Schools across London have been struggling to secure the money to replace windows, old heating systems and do essential repairs to buildings which are often passed their prime.
While the government is no longer providing the building and maintenance funding schools need, this underfunding is a major threat to our children’s educational success.
As a result, we’re aiming to find imaginative new solutions to create better school sites across the borough - with Flora Gardens primary in Hammersmith and Avonmore primary in West Kensington the first schools set to take part.
“We have the fourth-best performing primaries in the country - but schools need decent buildings to keep up that excellent record,” said Cllr Larry Culhane, H&F Cabinet Member for Children and Education.
We’re holding two events in January and we’d like to hear your views. You can hear from our team about why these improvements are needed at Flora Gardens and Avonmore, as well as to explore how these changes could benefit the wider community.
These first drop-in exhibitions are an opportunity to see our initial analysis of the sites, meet the architects and share your ideas about a new school and community facilities.
Avonmore Primary School
Avonmore Road, W14 8RT
Wednesday 15 January 2020
3pm to 7pm
Flora Gardens Primary School
Dalling Road, W6 0UD
Wednesday 22 January 2020
3pm to 7pm
A recent investigation by The Guardian revealed that one in five school buildings in England require urgent repairs.
And after 10 years of government austerity cuts, schools across the country are struggling to balance their budgets.
Cuts in government spending per pupil have fallen by 8% in England since 2009-10. Which means it’s up to H&F to plug this gap and ensure our children have the environments and facilities they deserve for the best start in life.

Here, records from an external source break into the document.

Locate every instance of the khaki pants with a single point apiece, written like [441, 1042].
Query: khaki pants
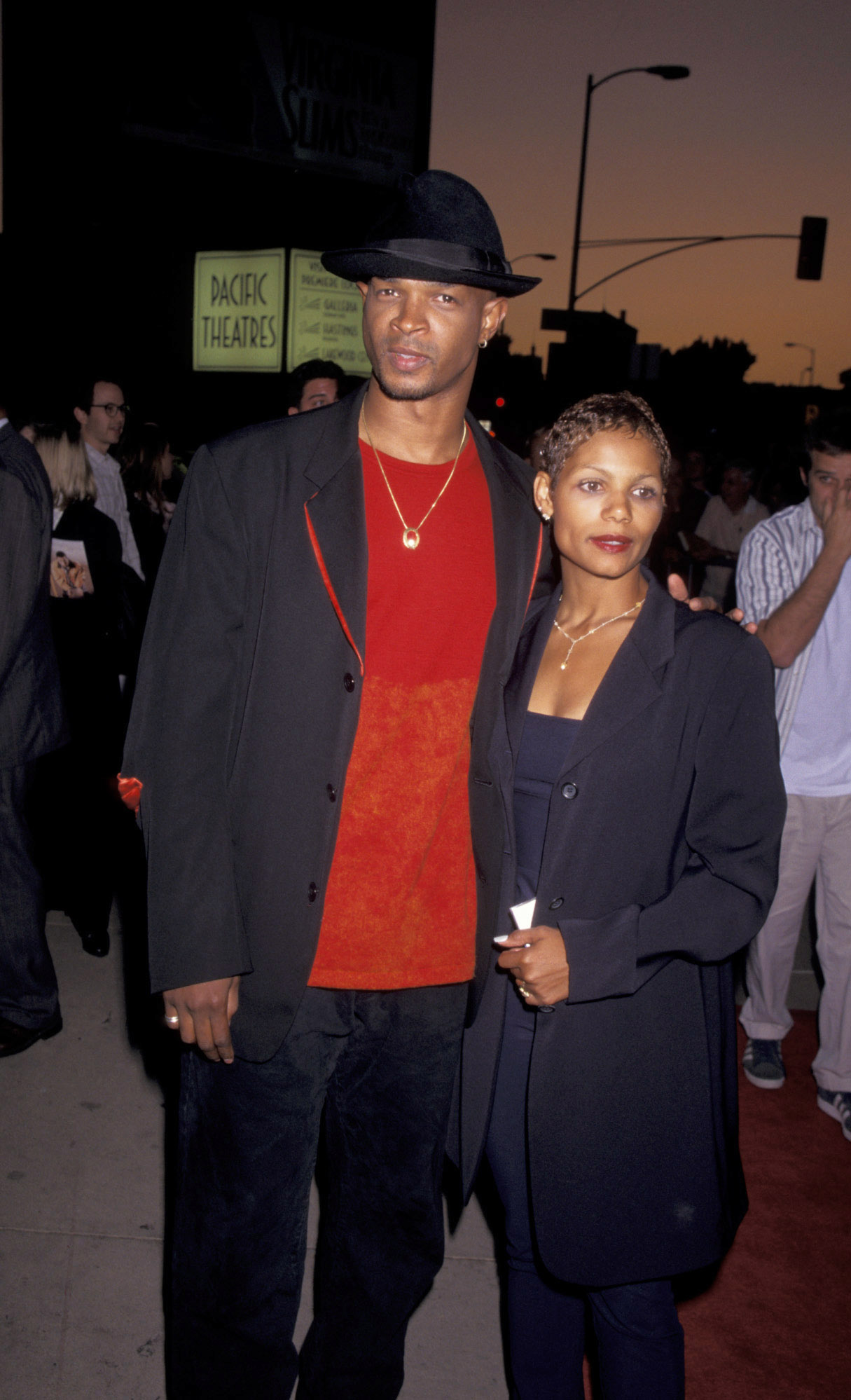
[817, 843]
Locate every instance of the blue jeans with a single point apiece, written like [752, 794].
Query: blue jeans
[375, 1070]
[640, 1340]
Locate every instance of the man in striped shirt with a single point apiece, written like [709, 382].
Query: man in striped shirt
[796, 582]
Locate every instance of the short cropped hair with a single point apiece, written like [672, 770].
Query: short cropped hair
[66, 465]
[312, 370]
[831, 433]
[604, 413]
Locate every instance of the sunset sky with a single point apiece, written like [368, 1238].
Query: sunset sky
[758, 136]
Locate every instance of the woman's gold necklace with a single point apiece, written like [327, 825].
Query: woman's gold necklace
[410, 535]
[574, 642]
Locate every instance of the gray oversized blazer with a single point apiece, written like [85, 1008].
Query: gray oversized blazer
[660, 863]
[248, 696]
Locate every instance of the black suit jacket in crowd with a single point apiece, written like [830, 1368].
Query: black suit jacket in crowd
[660, 863]
[248, 696]
[31, 720]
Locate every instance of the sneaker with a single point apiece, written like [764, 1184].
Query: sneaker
[839, 1106]
[763, 1064]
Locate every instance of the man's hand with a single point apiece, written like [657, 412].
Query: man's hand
[678, 590]
[538, 962]
[203, 1015]
[836, 521]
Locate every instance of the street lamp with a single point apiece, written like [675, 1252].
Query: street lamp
[671, 71]
[811, 367]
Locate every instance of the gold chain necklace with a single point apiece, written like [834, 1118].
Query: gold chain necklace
[600, 628]
[410, 535]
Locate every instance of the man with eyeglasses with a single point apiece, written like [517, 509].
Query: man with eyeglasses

As well as fixing their current building problems, the programme also aims to:
- improve the flexibility of classroom space to meet new curriculum requirements
- make better use of play space to keep children healthier
- help schools recruit the best teachers
- improve inclusion, by designing sufficient space and facilities for learners requiring extra support
- make better use of schools to benefit the wider community, outside the school day and in holidays
- generate revenue to support the re-design of local primary schools.
The building works will be funded by the sale of homes on the sites, with priority given to those who need genuinely affordable accommodation.
Good buildings produce better results
Research cited by the Chartered Institute of Building Engineers shows ‘well-designed’ school buildings are associated with an uplift of 11 per cent in test scores. They also say nine in 10 teachers believe school design is important, while one in five teachers have considered quitting because of the condition of school buildings.
“There is strong evidence of the link between the condition of school buildings and educational outcomes,” Cllr Culhane added.
Meanwhile, government spending on school building fell by 60 per cent between 2010 and 2016 with the cancellation of over 700 Building Schools for the Future projects, and the entire £7 billion Primary Capital Programme.
A replacement Priority School Building Programme was established by the government in 2011, aimed at improving school buildings in the very worst conditions, but it’s heavily oversubscribed and there is no realistic prospect of accessing this fund in the near future.